Rabu, 07 Mei 2025

HARTA YANG PALING BERHARGA

 



Oleh Mujianto, M.Pd.

 

Berbicara tentang harta, sebagian besar orang tertuju pada uang dan aset yang dimiliki. Seperti tanah, bangunan, kendaraan ataupun perhiasan.

Kebanyakan orang berlomba-lomba mencari pekerjaan yang baik dengan gaji yang tinggi, lalu punya ini dan itu, selain agar dikatakan berhasil, juga sebagai bentuk garansi kesuksesan yang diperjuangkan. Hal itu tidak salah, namun jika membuat seseorang menjadikan dunia sebagai poros kehidupan dan harta sebagai faktor kesuksesan yang sesungguhnya tentu itu keliru.

Miskin belum tentu menemui kesengsaraan, kaya pun belum tentu mendapatkan kebahagiaan. Inilah salah satu kenyataan yang sering diabaikan.  

Pemaknaan yang lebih mendalam tentang harta menunjukkan bahwa nilai sejatinya tidak selalu terletak pada hal-hal yang bisa dihitung atau disentuh. Harta sejati bisa berupa waktu, kesehatan, ilmu, keluarga atau hubungan yang bermakna tanpa tendensi dengan orang di sekitar kita.
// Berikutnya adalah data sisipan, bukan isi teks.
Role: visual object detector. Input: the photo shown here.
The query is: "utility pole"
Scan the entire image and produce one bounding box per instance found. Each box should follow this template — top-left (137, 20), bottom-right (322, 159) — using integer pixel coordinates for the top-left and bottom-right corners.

Dalam kehidupan yang kompetitif ini, banyak orang menyadari bahwa kebahagiaan sejati justru berasal dari hal-hal yang tidak dapat dibeli. Ketika seseorang kehilangan kesehatan atau waktu bersama keluarga, barulah ia menyadari betapa berharganya hal-hal tersebut dibandingkan dengan kekayaan materi.
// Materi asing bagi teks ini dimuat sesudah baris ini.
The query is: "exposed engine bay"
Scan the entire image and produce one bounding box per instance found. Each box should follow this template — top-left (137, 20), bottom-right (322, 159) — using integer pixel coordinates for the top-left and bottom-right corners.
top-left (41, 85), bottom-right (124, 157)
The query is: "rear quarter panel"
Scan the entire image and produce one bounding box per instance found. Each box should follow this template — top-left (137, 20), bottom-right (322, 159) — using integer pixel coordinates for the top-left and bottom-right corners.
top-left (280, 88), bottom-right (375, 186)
Dalam konteks spiritual, harta yang berharga adalah kedekatan seseorang dengan Tuhan dan kedamaian batin yang lahir dari kehidupan yang lurus. Banyak ajaran agama menekankan bahwa kekayaan duniawi bersifat fana, sementara amal baik, keikhlasan, dan keimanan adalah bekal sejati yang akan bertahan hingga akhirat. Maka dari itu, pemahaman tentang harta yang berharga membutuhkan refleksi yang jujur, apakah kita mengejar sesuatu yang benar-benar abadi, atau hanya terpaku pada kesenangan sesaat? Dengan memahami hal ini, manusia tidak akan salah dalam melangkah dalam mengisi hari-hari kehidupannya.

Salah satu penyesalan terbesar ketika manusia berada di alam kubur adalah ia baru menyadari bahwa ia tidak membawa apa-apa, tanpa membawa bekal. Harta yang ia usahakan dengan banting tulang tidak berdampak apa-apa untuk kehidupan setelah di dunia.. Yang salah bukan hartanya tetapi orientasi dan penggunaannya. Harta hanya dimaknai sebagai pemuas dahaga dunianya saja, tidak bernilai akhirat.
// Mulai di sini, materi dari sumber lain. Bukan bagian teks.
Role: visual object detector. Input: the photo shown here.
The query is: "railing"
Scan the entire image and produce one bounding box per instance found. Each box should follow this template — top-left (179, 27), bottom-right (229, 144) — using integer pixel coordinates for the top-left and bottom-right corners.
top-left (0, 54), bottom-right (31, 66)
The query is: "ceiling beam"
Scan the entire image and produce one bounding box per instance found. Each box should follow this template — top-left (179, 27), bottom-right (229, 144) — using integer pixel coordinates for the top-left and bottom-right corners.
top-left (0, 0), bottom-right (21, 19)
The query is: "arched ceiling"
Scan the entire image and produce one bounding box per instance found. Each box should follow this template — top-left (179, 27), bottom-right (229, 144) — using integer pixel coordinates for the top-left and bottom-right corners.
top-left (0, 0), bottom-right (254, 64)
Pada sudut pandang sebagai orang tua, perlu disadari bahwa aset yang ia butuhkan adalah anak yang salih. Anak yang bekal ilmu agamanya memadai dan akan terus mendoakan orang tuanya. Dengan kesadaran ini, orang tua yang bijak tidak akan terlampau marah dan kecewa jika anak tak berhasil dalam karirnya, atau tidak disebut orang kaya di kampungnya.

Anak salih adalah harta, kesehatan adalah harta, dan waktu yang tersisa ini adalah harta. Janganlah bersedih, berbahagialah selalu untuk menyongsong kehidupan berikutnya!